Quantum field backreaction corrections and remnant stable evaporating Schwarzschild-de Sitter dynamical black hole

Time-dependent backreaction corrections of the renormalized expectation value of the stress-energy tensor operator of a massless quantum scalar field, minimally coupled, in the two-dimensional spherically symmetric nondilatonic Schwarzschild-de Sitter dynamical black hole metric, is applied to determine the final state of its thermal radiation. Renormalization theory in the two-dimensional analog of a generally curved space-time reduces to a trace anomaly defined in terms of the Ricci scalar. So the regularized stress-energy tensor, in close relation to the work by Christensen and Fulling, may be obtained by the nonlocal contribution of the trace anomaly and some suitable parameters.

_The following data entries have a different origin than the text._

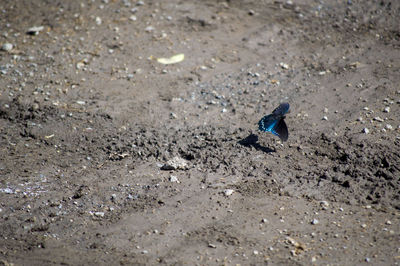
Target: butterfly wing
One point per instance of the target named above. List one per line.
(280, 130)
(267, 123)
(275, 122)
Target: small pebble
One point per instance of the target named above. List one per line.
(284, 66)
(98, 20)
(228, 192)
(324, 203)
(7, 47)
(35, 30)
(173, 179)
(99, 214)
(149, 29)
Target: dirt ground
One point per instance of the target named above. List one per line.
(109, 157)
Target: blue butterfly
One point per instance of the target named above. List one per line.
(274, 122)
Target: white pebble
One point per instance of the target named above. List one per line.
(149, 29)
(7, 47)
(98, 21)
(228, 192)
(284, 66)
(99, 214)
(174, 179)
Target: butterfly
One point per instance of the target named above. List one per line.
(275, 122)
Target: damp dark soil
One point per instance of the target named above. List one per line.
(110, 157)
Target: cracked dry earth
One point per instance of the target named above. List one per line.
(109, 157)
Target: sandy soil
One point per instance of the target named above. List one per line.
(91, 125)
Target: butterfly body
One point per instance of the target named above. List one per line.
(275, 122)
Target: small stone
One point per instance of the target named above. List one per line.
(149, 29)
(284, 66)
(99, 214)
(324, 203)
(7, 47)
(35, 30)
(314, 221)
(173, 179)
(98, 20)
(175, 163)
(228, 192)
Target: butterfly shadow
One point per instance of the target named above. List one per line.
(252, 141)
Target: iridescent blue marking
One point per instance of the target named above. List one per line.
(275, 122)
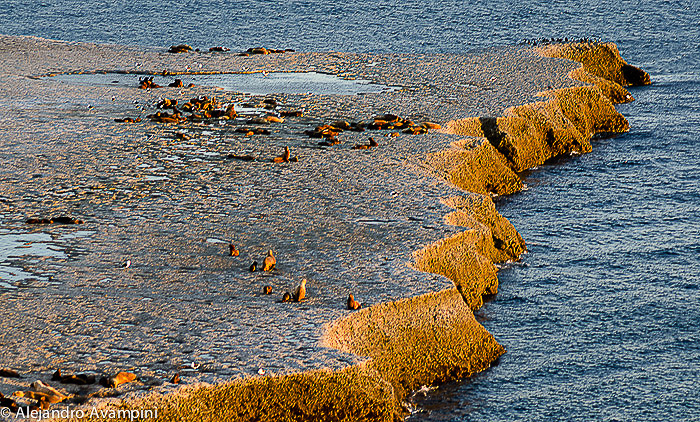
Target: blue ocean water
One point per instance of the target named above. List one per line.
(601, 321)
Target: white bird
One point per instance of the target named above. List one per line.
(300, 292)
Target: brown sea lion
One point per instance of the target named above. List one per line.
(269, 262)
(117, 380)
(352, 304)
(182, 48)
(291, 113)
(430, 125)
(9, 403)
(284, 158)
(9, 373)
(232, 250)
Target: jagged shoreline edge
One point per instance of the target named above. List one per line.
(434, 337)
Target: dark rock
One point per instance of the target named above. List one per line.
(182, 48)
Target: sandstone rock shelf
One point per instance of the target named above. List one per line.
(386, 224)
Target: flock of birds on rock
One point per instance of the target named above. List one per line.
(548, 41)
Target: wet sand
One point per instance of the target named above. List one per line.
(347, 220)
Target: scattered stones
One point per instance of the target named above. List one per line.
(117, 380)
(270, 260)
(54, 220)
(50, 394)
(352, 304)
(182, 48)
(9, 373)
(147, 83)
(300, 291)
(329, 142)
(165, 117)
(241, 157)
(263, 50)
(372, 144)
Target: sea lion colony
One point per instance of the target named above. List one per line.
(207, 110)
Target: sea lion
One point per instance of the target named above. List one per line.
(352, 304)
(9, 403)
(430, 125)
(274, 119)
(329, 142)
(300, 291)
(77, 379)
(269, 262)
(9, 373)
(117, 380)
(53, 396)
(182, 48)
(284, 158)
(128, 120)
(232, 250)
(291, 113)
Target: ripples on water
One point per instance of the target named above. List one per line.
(602, 323)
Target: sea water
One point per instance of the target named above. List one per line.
(600, 319)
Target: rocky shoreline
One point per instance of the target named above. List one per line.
(417, 331)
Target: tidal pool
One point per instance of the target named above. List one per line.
(248, 83)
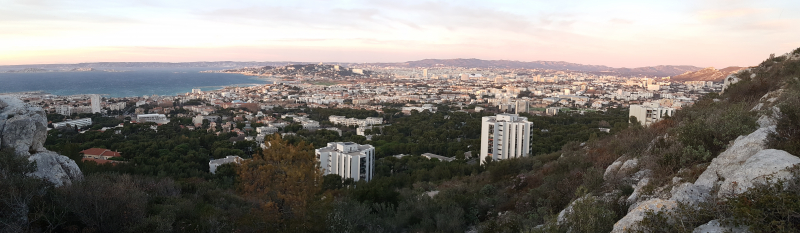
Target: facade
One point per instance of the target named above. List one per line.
(505, 136)
(649, 113)
(80, 123)
(348, 160)
(95, 103)
(156, 118)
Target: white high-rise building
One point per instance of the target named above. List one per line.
(649, 113)
(348, 160)
(505, 136)
(95, 103)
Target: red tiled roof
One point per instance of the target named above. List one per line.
(99, 161)
(100, 152)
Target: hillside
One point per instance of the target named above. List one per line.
(707, 74)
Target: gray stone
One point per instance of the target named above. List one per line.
(612, 169)
(55, 168)
(728, 162)
(715, 226)
(689, 193)
(766, 166)
(22, 127)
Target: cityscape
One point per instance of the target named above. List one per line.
(412, 116)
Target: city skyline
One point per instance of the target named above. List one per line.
(615, 33)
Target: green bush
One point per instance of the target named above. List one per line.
(787, 134)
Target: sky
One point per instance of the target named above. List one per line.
(615, 33)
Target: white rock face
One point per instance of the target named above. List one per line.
(630, 164)
(763, 167)
(24, 128)
(689, 193)
(57, 169)
(612, 169)
(636, 215)
(715, 226)
(729, 162)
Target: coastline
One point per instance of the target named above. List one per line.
(124, 84)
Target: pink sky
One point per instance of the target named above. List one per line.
(615, 33)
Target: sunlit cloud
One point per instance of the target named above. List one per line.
(615, 33)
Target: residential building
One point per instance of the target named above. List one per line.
(80, 123)
(504, 136)
(95, 103)
(649, 113)
(348, 160)
(155, 118)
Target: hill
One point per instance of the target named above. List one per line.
(707, 74)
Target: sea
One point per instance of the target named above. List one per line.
(162, 82)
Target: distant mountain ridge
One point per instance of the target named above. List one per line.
(707, 74)
(663, 70)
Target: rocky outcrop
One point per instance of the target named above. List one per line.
(766, 166)
(714, 226)
(55, 168)
(729, 162)
(24, 129)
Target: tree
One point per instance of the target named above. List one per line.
(282, 180)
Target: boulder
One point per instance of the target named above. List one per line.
(689, 193)
(55, 168)
(715, 226)
(632, 219)
(22, 127)
(764, 167)
(727, 164)
(612, 169)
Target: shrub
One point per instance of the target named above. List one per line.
(787, 134)
(590, 215)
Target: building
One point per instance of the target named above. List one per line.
(213, 164)
(522, 106)
(95, 103)
(65, 110)
(439, 157)
(80, 123)
(155, 118)
(348, 160)
(504, 136)
(552, 111)
(649, 113)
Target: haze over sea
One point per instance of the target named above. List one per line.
(123, 84)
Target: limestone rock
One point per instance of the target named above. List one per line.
(765, 166)
(632, 219)
(689, 193)
(612, 169)
(55, 168)
(728, 162)
(715, 226)
(22, 127)
(630, 164)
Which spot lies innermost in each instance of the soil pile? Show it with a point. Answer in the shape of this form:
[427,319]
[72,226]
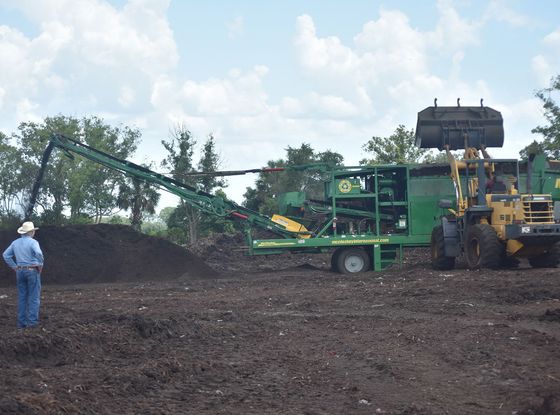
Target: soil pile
[107,253]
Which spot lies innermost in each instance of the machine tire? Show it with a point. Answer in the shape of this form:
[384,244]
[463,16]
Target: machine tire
[551,259]
[437,245]
[334,259]
[483,249]
[353,260]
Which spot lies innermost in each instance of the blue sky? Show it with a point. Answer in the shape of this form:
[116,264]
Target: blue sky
[261,76]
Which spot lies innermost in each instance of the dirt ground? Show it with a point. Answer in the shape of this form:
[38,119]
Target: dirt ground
[138,326]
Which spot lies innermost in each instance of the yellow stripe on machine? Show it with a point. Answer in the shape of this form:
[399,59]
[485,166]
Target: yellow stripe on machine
[291,225]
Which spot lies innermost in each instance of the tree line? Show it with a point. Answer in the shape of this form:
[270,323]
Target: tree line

Linear-order, time-dependent solutions of the metric backreaction equations, in close relation to the work by Bousso et al., show that the spherically symmetric nondilatonic evaporating Schwarzschild-de Sitter dynamical black hole final state, reduces to a set of remnant, stable, mini black holes where their metric should be described in terms of some permissible discrete Eddington-Finkelstein advance times. Also the results of this article are confirmed by the consequences of time-independent backreaction solutions which were derived recently by the author and may propose a new approach for quantization of gravity, in which the cosmological constant and a distinguished observer have a key role.